We got back to our car at the Metreon, turned the heated seats on and drove home. When we got out of the car, we realized how much damage we'd done. Everything stiffened on the drive home. AB's legs would not straighten out, and my foot felt like someone was hammering a railroad spike through the right edge of it. We hobbled into the house - him hunched over like he had a hernia, me hugging the wall and hobbling - and fell on the couches, unable to get back up for the rest of the day. I had to hop up the stairs on one leg, because I couldn't put weight on my foot. Later, sitting at my computer with my leg up on another chair, I used Google Maps to plot out the hike we'd done. The race is 7.5 miles. We'd covered more than seventeen miles on foot.
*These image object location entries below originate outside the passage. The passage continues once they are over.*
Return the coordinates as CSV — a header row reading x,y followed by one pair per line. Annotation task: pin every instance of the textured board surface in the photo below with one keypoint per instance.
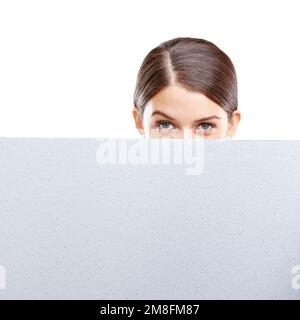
x,y
73,229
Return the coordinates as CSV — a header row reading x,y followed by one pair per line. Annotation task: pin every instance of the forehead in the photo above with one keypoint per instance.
x,y
177,102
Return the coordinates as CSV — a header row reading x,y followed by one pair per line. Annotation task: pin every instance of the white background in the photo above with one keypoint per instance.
x,y
68,68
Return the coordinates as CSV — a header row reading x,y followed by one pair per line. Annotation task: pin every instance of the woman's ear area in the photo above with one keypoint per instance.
x,y
233,123
138,120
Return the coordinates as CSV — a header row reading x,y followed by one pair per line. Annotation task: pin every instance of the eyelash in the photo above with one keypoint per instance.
x,y
212,125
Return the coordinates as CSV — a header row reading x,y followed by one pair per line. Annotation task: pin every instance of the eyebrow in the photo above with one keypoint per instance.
x,y
169,117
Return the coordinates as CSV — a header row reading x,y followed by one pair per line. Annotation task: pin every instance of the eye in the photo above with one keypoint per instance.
x,y
165,125
206,126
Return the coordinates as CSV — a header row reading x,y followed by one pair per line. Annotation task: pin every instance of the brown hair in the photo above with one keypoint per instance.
x,y
196,64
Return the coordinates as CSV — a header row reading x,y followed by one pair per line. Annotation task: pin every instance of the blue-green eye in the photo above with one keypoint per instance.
x,y
165,125
205,126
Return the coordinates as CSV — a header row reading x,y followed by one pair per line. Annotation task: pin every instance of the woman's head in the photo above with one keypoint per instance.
x,y
186,85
Still, that was my best run yet at 1:38. "Next year, we're going to CRUSH this thing!"
For one of us, this turned out to be true. AB finished the race in 2009 in under 1:30. I took considerably longer, in part because it was hot that day, but in larger part because I didn't have him to pace me. We'd decided to run the race separately right from the starting line. I was proud of him, but very disappointed in myself. Things went awry that summer, with Daisy moving, my job ending, and the house needing so much preparation before it could be rented again. I got out of the habit of working out, and eventually stopped going to the gym altogether.
Last year, we registered and paid to race, then slept in. Our excuse was that we'd just taken Molly in and didn't want to leave her at home, but the truth was that we'd done absolutely nothing to prepare for it. I hadn't made any effort to stay in shape in almost a year. I was in the worst shape of my 30s. It was depressing. "We'll decide tomorrow morning..." We stayed in bed with our eyes closed until 9:30 the next day, neither of us letting on to the other that we were awake. Once it was too late to make it to the race, we got up and went to Starbucks. "NEXT year, we're totally doing it."
And that's this year.
I've been running at least twice a week for a few weeks now. I bought a treadmill when my beloved chick gym abruptly closed, and The Amazon's been giving me running goals each week. AB has also been running, and doing the Insanity DVDs. I did my six miles last night and, while it wasn't as good as I wanted it to be, I'm not feeling at all bad today. I'm running on the road tonight, so that race day won't be the first time in two years that I've tried it. It'll be good, no matter how I finish. I keep telling myself that it's just one event, and that my REAL goal is to finish and not be crippled with sore muscles or plantar fasciitis for weeks afterward, and that's true.
But still. I want to crush this thing.